Vic had set up a list of all the “low-stress” and “high-stress” teachers, gone to the principal, and insisted us Madmen only take classes from low-stress teachers. And Mrs. Kliburn had been Low-Stress Teacher Number One, because she was into this thing called “full-success learning” where supposedly her objective was to always have a hundred percent of the class score a hundred percent on every assignment. Paul’s dad said he didn’t know what it did for the students, but it was great for football and basketball, and that was good for bond issues.
So I didn’t think I was giving up all that much by agreeing to do college prep. It was like giving Mom her going out money—more than I expected but not impossible.

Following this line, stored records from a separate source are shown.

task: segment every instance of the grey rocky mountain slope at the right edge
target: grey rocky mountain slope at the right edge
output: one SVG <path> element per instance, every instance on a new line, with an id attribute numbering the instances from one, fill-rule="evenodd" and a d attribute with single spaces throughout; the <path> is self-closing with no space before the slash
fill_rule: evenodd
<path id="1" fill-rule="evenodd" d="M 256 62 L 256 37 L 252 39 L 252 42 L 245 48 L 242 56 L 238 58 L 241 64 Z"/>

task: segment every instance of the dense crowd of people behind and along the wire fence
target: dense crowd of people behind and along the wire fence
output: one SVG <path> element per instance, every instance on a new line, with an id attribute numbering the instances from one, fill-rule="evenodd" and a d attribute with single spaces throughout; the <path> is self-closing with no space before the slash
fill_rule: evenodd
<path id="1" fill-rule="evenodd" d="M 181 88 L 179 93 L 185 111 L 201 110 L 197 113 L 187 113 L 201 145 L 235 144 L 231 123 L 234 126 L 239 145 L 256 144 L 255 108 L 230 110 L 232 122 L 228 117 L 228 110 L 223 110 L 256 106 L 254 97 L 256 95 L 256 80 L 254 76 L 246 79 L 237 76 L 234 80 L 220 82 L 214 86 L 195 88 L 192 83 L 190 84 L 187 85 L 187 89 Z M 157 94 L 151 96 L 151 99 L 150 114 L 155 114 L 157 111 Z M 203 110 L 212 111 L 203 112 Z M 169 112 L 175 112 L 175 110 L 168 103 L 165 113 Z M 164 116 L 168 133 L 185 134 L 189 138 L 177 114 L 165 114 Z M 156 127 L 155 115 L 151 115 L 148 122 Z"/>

Anyway, it didn’t really matter right away. Mom got into getting drunk and overeating, and by the time we got home, it was a little late for her to call Jolene, who still lived with her husband, or Judy, who had to open up her record shop in the morning, so Mom decided to delay going off to Mister Peepers to pick up sales guys and lawn maintenance workers for another night. By then she was all sloppy and sentimental and hugging me and calling me Tiger Sweetie, and messing up my hair, and I more or less dumped her onto her bed, facedown so as not to choke on her puke.
By the time I got her tucked in, and my McDorksuit on, the clock said 9:48, and I had to practically run all the way, a good mile and a half, to be on time for my job cleaning out McDonald’s. I punched the clock at 9:57—three minutes to spare. That queered my mood bad. I liked being a guy who was always way early.
So I was whizzing around, burning off energy scrubbing counters and wiping down tables and all that, and since none of my friends had shown up to watch me clean, I pulled out the bottle of Rosie O’Grady that I kept in my school bag.